Он широко улыбается, и я рада знакомому ощущению: в животе все тает, кожа вспыхивает огнем.
Сам справлюсь, отвечает Нейт. Можешь идти.
Я киваю, но не ухожу, а продолжаю смотреть, как он ставит ящик на землю и тянется за следующим.
Вид у Люка был унылый, отпускаю я замечание.
Нейт пожимает плечами.
Он мужчина с сильной верой. Точнее, юноша. Небольшая лекция о том, как этой силой управлять, ему не помешает, хотя вообще-то дела духовные не по моей части.
«Все дела на свете суть духовные, цитирую я одну из любимых фраз отца Джона. Чем бы мы ни занимались, это касается Господа».
Спорить не стану, говорит Нейт. Что, вправду хочешь помочь?
Еще как.
Да.
Тогда держи. Он достает из кузова две коробки, обмотанные красно-синим скотчем. Отнеси это в Большой дом.
Я забираю коробки. Они ужасно тяжелые я даже сомневаюсь, дотащу ли их вообще, однако Нейту в этом ни за что не признаюсь.

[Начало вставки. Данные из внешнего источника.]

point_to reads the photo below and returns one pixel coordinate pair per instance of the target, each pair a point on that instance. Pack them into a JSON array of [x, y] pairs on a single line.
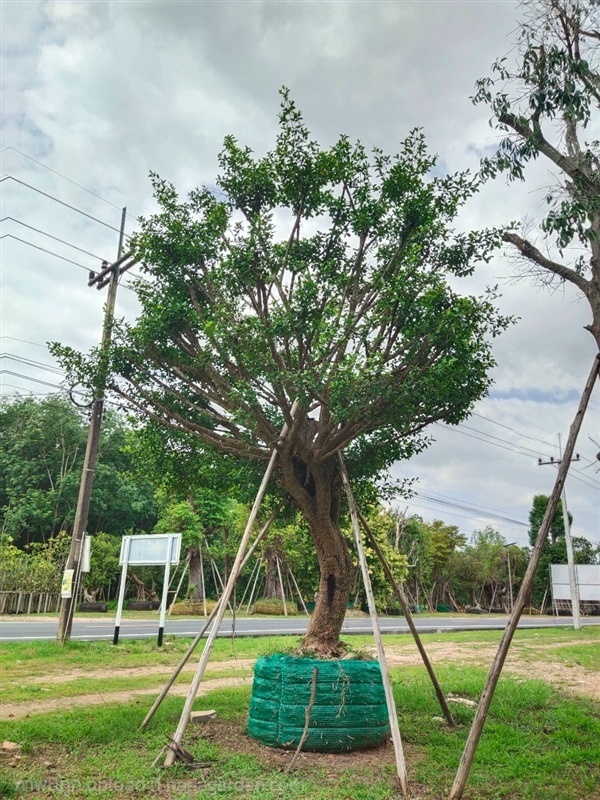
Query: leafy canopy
[[312, 273], [546, 99]]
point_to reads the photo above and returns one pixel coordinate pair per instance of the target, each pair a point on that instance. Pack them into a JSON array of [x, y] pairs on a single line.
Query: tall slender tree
[[317, 275]]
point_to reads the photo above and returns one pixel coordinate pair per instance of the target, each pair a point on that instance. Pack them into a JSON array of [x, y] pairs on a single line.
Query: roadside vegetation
[[541, 734]]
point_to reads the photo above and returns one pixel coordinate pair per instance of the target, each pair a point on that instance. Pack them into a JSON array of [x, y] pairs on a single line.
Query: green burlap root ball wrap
[[349, 711]]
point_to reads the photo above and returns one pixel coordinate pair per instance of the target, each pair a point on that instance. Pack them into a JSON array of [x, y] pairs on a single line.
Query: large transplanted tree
[[317, 275], [548, 105]]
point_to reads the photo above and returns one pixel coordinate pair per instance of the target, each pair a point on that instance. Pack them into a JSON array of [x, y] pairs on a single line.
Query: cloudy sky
[[96, 94]]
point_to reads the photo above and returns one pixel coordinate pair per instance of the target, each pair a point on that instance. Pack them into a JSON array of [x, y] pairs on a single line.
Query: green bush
[[189, 609], [273, 607]]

Донесешь? спрашивает он, словно прочитав мои мысли.
Без проблем.
Точно?
Я же сказала без проблем.
Он вновь улыбается, внутри у меня все взрывается пузырьками газировки, а жар на лице достигает приблизительной температуры поверхности Солнца.
Отлично, говорит Нейт. Спасибо за помощь.
Всегда пожалуйста, отзываюсь я и разворачиваюсь в сторону Большого дома, отчаянно прижимая к себе ношу. Волокусь по двору, с трудом сохраняя равновесие; с каждым шагом груз все сильнее оттягивает руки. Опускаю взгляд на ярлыки и вижу имя получателя, которому адресованы личные покупки отца Джона: Джеймс Кармел.
После
Тебе это показалось странным? уточняет доктор Эрнандес. Он сидит, подавшись вперед, и за время моего рассказа исписал целых четыре страницы. Я имею в виду чужое имя на ярлыках.
Я киваю.
Еще тогда? Или только сейчас, после всех событий?
На мгновение задумываюсь.
Пожалуй, еще тогда. Все понимали причину, но Да, я подумала, что это странно. База ведь не располагалась где-то в секретном месте.
Тебе известно, что было в тех коробках?
Нет.
Доктор Эрнандес делает очередную запись. Я терпеливо жду и никак не комментирую его действия, хотя меня раздражает, что он пишет обо мне прямо в тот момент, когда я сижу в полутора метрах. Такое ощущение, будто он обсуждает меня за моей же спиной. Закончив, он откладывает ручку в сторону и посылает мне ободряющую улыбку.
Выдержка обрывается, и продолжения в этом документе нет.